Torment sans Planescape

Autant vous l’avouer de suite : ma dernière partie de Planescape : Torment remonte au tout début des années 2000, entre Baldur’s Gate (et son extension) et Fallout. Une période vidéoludique particulièrement riche qui a fait du mal à mes nuits de sommeil et à mon assiduité de jeune étudiant. De Planescape : Torment je garde un souvenir aussi ému que ténu. En gros, je ne me souviens pas grand chose de ce jeu que je n’ai fait qu’une seule fois à l’époque alors que j’ai pu refaire la saga Baldur ultérieurement, de même pour les Fallout. Dans la série, Torment était l’un des plus singuliers mais surtout le moins accessible de tous. Ce qui lui permet de garder, malgré toutes les années, l’aura bien particulière caractérisant tout jeu culte. Je ne vais pas structurer le test de Tides of Numenéra en argumentant vis-à-vis de son ancêtre, vu que j’en suis incapable (ma mémoire faisant défaut) et que de toute façon les vieux joueurs ayant torché Planescape et désirant s’attaquer à celui-là ne sont pas légion. Avant de me lancer dans le grand bain, permettez moi toutefois de vous présenter brièvement “l’Ancien” comme il se doit.

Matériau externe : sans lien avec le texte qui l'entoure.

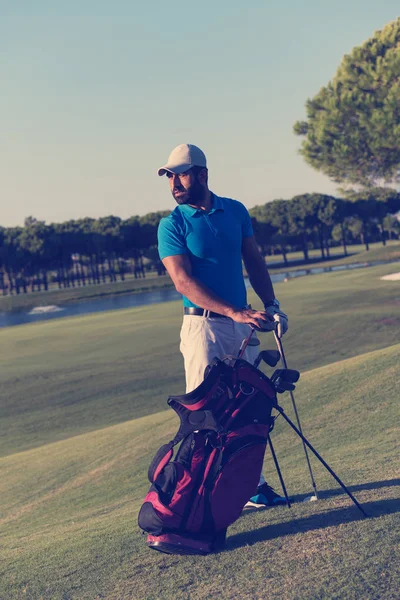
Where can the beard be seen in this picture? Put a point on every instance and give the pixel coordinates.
(192, 195)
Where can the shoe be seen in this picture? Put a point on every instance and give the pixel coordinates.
(265, 496)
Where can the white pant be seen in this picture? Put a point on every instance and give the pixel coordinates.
(203, 339)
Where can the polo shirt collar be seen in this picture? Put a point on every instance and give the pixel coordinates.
(193, 212)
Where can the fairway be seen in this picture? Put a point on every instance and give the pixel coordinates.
(83, 410)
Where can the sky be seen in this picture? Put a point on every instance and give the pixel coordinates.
(95, 94)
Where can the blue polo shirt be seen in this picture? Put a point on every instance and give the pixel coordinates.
(213, 242)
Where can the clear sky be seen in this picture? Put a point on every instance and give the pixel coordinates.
(95, 94)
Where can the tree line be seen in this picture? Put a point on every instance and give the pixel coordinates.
(92, 251)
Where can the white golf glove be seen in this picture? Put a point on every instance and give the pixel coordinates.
(281, 319)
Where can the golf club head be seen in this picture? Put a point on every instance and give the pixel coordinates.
(270, 357)
(284, 380)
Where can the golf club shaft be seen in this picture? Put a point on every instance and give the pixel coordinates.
(280, 348)
(305, 441)
(245, 343)
(278, 470)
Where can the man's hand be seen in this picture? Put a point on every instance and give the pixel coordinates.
(280, 319)
(260, 320)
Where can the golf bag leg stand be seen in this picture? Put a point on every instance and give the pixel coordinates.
(281, 352)
(327, 467)
(278, 470)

Mourir dans le jeu ouvre souvent de nouveaux embranchements narratifs

Planescape : Torment est un jeu sorti en 1999 de Black Isle Studio, qui est à la base une division d’Interplay spécialisée dans le jeu de rôle. Black Isle, qui s’est constitué autour de l’équipe à l’origine du premier Fallout, est bien connu par les amateurs de jeu de rôle vu que son logo a introduit pas mal de jeux cultes comme les Baldur’s Gate en tant qu’éditeur, Fallout 2 et Planescape : Torment en tant que développeur. Tout comme Baldur’s Gate, Torment est issu d’un des univers du jeu de rôle Dungeons & Dragons nommé Planescape, qui offre une ambiance riche, multiplanaire et bien plus complexe que l’heroic fantasy simple des Royaumes Oubliés ou de Dragon Lance pour ne citer qu’eux. Son univers bien que particulièrement original n’a pas été le seul élément qui a fait le succès et la notoriété de Torment. En effet, le système de jeu prenait à contre-pied le joueur en plaçant le combat comme un élément facultatif du gameplay. Planescape : Torment était une aventure essentiellement narrative où chaque confrontation directe pouvait être évitée par la parole, la ruse ou l’esquive. L’homme à la tête du projet était déjà à l’oeuvre sur Fallout 2 sorti en 1998, et on le retrouve à l’origine du Kickstarter Torment - Tides of Numenéra (qui abandonne la licence Dungeons & Dragons), cautionnant la qualité à venir et contribuant largement à la levée de fonds.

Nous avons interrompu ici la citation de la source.